Too often in public life we experience something that feels like an episode of Utopia. Matthew Guy’s announcement of the Traffic Light Removal Program was exactly one of those moments.
Bold claims and big numbers: 55 intersections for $5 billion. A glossy brochure with stock photos. The rebranding of an existing agency.
The first nine pages tell us what we already knew: traffic congestion in Melbourne is bad; it’s a drag on productivity; and people hate sitting in traffic. The next nine pages show 4 examples of congested crossings, but without saying what Matt Guy would do with them, or how much that would improve traffic flow.
The last three pages try their best interpretation of a cohesive policy, although there’s no data to back any of it up, and a costing that’s criminally bereft of detail.
And this is the most detailed policy the Liberal-National coalition have come up with since 2014?
The rationale for the initiative is that the recent census found out what we already knew – 75% of Melbournians commute by car. Instead of figuring out ways to reduce that proportion, to take the pressure off our roads, Matt Guy sees it as an immutable number, and the only way to fix it is: build more roads.

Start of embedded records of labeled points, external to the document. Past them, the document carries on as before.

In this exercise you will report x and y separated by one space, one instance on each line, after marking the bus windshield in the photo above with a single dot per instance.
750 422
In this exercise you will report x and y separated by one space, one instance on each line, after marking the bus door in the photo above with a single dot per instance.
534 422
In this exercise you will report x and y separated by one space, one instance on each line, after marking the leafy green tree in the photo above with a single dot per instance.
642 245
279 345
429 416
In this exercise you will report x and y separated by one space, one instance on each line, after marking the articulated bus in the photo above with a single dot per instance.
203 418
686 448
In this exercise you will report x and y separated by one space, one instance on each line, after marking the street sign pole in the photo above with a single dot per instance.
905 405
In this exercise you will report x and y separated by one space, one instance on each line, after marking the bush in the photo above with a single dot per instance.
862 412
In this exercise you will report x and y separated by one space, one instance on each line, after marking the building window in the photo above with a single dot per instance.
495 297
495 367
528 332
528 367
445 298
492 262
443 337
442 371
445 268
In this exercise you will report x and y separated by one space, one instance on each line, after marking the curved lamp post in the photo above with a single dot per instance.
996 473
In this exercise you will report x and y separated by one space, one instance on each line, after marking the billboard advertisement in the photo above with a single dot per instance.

75% car commuting is what is causing Melbourne’s liveability to deteriorate. Encouraging further use of cars is not the way to address it. We need to give people alternatives to using the car: more public transport and more cycling and pedestrian infrastructure.

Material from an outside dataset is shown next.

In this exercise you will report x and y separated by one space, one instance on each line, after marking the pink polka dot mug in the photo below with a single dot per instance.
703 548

And then there is the scatter-gun approach of the Traffic Light Removal program. The Liberals have identified 30 intersections they don’t like, but haven’t identified how they fit together. Will cars go through one underpass only to hit an intersection with lights a few hundred metres down the road? What happens then?

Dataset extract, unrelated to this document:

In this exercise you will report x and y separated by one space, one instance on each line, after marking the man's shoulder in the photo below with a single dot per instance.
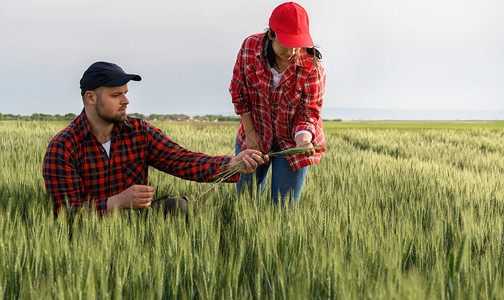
66 136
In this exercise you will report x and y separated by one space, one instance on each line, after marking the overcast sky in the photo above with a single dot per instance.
407 54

Grade separation at road intersections simply doesn’t work as a congestion buster. Professor John Stanley, who had previously advised Matthew Guy, has said “Grade separation is only a short-term relief, it won't solve the problem of congestion."
Then there is the urban blight caused by road underpasses and overpasses. They create physical barriers in communities. They sever neighbours from each other, reduce the footfall at local shops, and force people to take the car travel a relatively short distance. The areas near underpasses and overpasses are not pleasant areas suitable for cafes or pocket parks – instead they are polluted with rubbish and graffiti. If you don’t believe me, go have a peek under CityLink.
The Level Crossing Removals Program is relatively popular in the community. Which is a good thing: if more metropolitan train services are to be provided, level crossings must be removed. They also have benefits for the community in terms of safety, upgraded train stations and, yes, improved traffic flow.
Matthew Guy clearly doesn’t get it. Instead he’s desperately trying to get the motorist to vote with his leadfoot.